I'd like some comments. I am just thinking ahead. Lets say, you just blew in attic insulation and a year later the owner calls and says, " I want to add recessed lighting" Here's my question: and keeping in mind sustainability and building science:
Is it best to put a double layer, overlapped, of batt insulation, rather than blown in and have 13 in+ of insulation fall into the house?

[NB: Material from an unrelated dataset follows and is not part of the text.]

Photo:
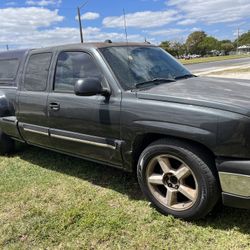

Or maybe it would be better to blow in at the edges so that you get into the crevices and do a double batt in the center?
Thanks for your comments
Judi Lyall w/ SHE BUILDS GREEN
Uh no - lets say you need to add a recessed light later (first besides making sure it is IC rated) simply drill a small pilot hole where you want it & push a wire feed rod through the hole
No you can go up into the attic clear the area away, check for issues, run wires, etc... with minimal issues
Now personally I have to agree with Michael Anschel & state that they should not be used at all (for me, at least in this case) but that is another argument altogether
First I would try to talk the customer out of recessed lights in general, in favor of ceiling fixtures.
Second I would ask them before installing the insulation, if they have any remodeling plans for the home in the future, so we can take those into account before we proceed with insulation. If the customer said at the time that they might want to install recessed lights later on, I would say let's do that now before we blow in insulation. Make sure to use air tight rated IC cans.
But I would not switch to batts because I don't think that is really going to save anyone any time or money. It doesn't take that long to dig insulation out of the way in order to install recessed lights. If some insulation falls through, so what, just clean it up. Then top off the attic with more insulation when you are done.